GRWD5769 aims to tackle these problems by both making the tumour cells visible to the T cells that couldn’t previously find them and by periodically changing which T cells attack to prevent them from burning out.

It does this by inhibiting an enzyme called endoplasmic reticulum aminopeptidase 1 (ERAP1), which helps the immune system to recognise the cancer and attack it. A drug has never been clinically tested with this target before.

When used in combination with cemiplimab – which works by blocking a protein called PD-1 which stops the immune system from fighting tumours – this creates a two-pronged approach to attacking the cancer.

In terms of how treatment works, patients take two GRWD5769 capsules a day for three weeks and have one intravenous dose of cemiplimab over that period.

Then, over the next three weeks, they just have one intravenous dose of cemiplimab. Treatment continues in this way – three weeks on both treatments followed three weeks just on cemiplimab. The dose cycling aims to continuously refresh the pool of T cells attacking the tumour, preventing them from burning out.

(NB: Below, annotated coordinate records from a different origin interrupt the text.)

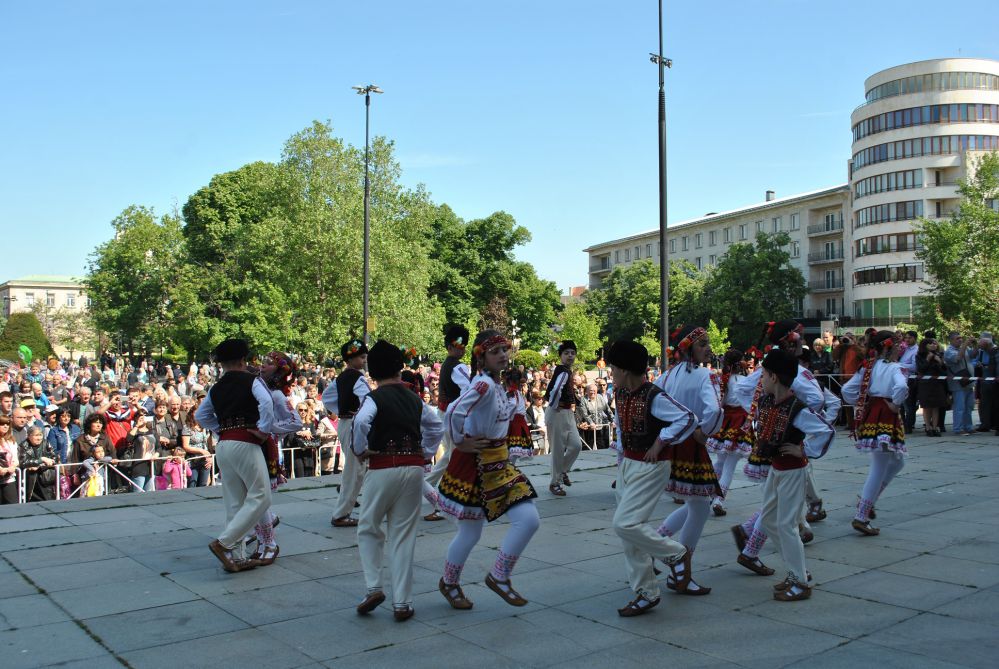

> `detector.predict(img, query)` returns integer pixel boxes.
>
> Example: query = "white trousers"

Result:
[357,466,423,607]
[333,418,368,518]
[545,407,583,485]
[760,467,808,584]
[215,439,271,559]
[613,458,684,599]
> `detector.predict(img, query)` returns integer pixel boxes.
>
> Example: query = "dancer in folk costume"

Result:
[194,339,298,572]
[423,325,472,520]
[545,339,583,497]
[705,348,753,516]
[503,367,534,464]
[439,330,540,609]
[248,351,302,566]
[655,325,724,595]
[607,341,697,618]
[351,340,443,622]
[842,330,909,536]
[322,339,371,527]
[732,319,840,576]
[756,348,835,602]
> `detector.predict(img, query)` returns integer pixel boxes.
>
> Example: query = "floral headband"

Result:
[472,335,510,358]
[676,328,708,351]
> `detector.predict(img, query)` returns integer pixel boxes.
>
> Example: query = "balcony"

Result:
[808,249,843,265]
[808,278,843,293]
[808,218,843,237]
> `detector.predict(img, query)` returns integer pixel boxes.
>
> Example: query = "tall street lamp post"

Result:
[351,84,385,346]
[649,0,673,369]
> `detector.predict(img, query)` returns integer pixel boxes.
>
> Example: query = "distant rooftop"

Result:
[583,183,850,253]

The UK Chief Investigator is Professor Stefan Symeonides, Consultant Medical Oncologist at the Edinburgh Cancer Centre, NHS Lothian, and Professor of Experimental Cancer Medicine at the Institute of Genetics and Cancer, University of Edinburgh, who said:

“This exciting new type of immunotherapy reveals hidden aspects of the cancer to the immune system to renew the immune response and then keep it refreshed and active.

It is fantastic to have been able to bring this promising new immunotherapy approach through to clinical trials and to see our patients benefiting.”

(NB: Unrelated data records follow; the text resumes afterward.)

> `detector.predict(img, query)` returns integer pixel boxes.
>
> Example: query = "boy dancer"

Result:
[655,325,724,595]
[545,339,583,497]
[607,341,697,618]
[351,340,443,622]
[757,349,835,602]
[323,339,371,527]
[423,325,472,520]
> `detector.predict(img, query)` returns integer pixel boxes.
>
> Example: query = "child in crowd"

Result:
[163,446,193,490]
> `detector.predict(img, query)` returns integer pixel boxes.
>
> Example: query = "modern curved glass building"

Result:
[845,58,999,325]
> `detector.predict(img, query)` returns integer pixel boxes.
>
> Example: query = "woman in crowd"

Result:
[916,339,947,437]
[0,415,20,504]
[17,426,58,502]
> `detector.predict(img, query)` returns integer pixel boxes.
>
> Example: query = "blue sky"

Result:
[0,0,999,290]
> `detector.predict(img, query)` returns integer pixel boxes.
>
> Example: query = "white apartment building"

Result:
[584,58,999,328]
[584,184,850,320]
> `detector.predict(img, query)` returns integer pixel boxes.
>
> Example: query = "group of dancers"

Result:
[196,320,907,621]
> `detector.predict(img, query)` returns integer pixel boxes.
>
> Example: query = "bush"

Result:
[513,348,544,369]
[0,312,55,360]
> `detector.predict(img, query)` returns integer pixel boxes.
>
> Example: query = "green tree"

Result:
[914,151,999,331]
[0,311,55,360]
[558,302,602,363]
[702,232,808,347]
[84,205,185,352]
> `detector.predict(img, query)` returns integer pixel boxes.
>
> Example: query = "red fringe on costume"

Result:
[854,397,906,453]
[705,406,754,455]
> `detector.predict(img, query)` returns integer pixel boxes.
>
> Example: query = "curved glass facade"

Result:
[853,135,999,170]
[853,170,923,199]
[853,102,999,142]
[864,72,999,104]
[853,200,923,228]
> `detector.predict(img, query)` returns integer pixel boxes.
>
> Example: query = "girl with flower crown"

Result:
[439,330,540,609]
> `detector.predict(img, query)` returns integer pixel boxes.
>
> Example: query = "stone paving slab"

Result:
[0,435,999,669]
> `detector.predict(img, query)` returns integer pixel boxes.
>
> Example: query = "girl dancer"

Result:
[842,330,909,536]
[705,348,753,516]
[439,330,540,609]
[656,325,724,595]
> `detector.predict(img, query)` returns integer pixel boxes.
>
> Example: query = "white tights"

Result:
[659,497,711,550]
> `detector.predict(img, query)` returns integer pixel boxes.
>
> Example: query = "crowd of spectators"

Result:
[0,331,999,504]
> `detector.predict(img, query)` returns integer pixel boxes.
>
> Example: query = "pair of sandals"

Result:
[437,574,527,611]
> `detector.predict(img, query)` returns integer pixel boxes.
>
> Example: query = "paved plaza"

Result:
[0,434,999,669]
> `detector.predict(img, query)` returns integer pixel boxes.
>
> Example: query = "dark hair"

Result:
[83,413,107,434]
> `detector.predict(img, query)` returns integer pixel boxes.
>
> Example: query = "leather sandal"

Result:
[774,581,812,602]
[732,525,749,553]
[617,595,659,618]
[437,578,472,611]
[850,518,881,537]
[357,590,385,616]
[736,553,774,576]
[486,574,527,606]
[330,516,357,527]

Professor Thistlethwaite is also Co-Director of the NIHR Manchester CRF.

[1] Cemiplimab is an anti-PD-1 treatment and type of immunotherapy

[2] The types of cancer included in the trial are cervical, bladder, liver, non-small cell lung cancer, squamous cell carcinoma of the head and neck and a type of bowel cancer called microsatellite stable bowel cancer.

[3] The countries are Australia, France, Spain and the UK

[4] The UK sites are The Christie NHS Foundation Trust, The Clatterbridge Cancer Centre NHS Foundation Trust, Royal Free London NHS Foundation Trust, Hammersmith Hospital (Imperial Colleague Healthcare NHS Trust), Newcastle Hospitals NHS Foundation Trust and Western General Hospital (NHS Lothian).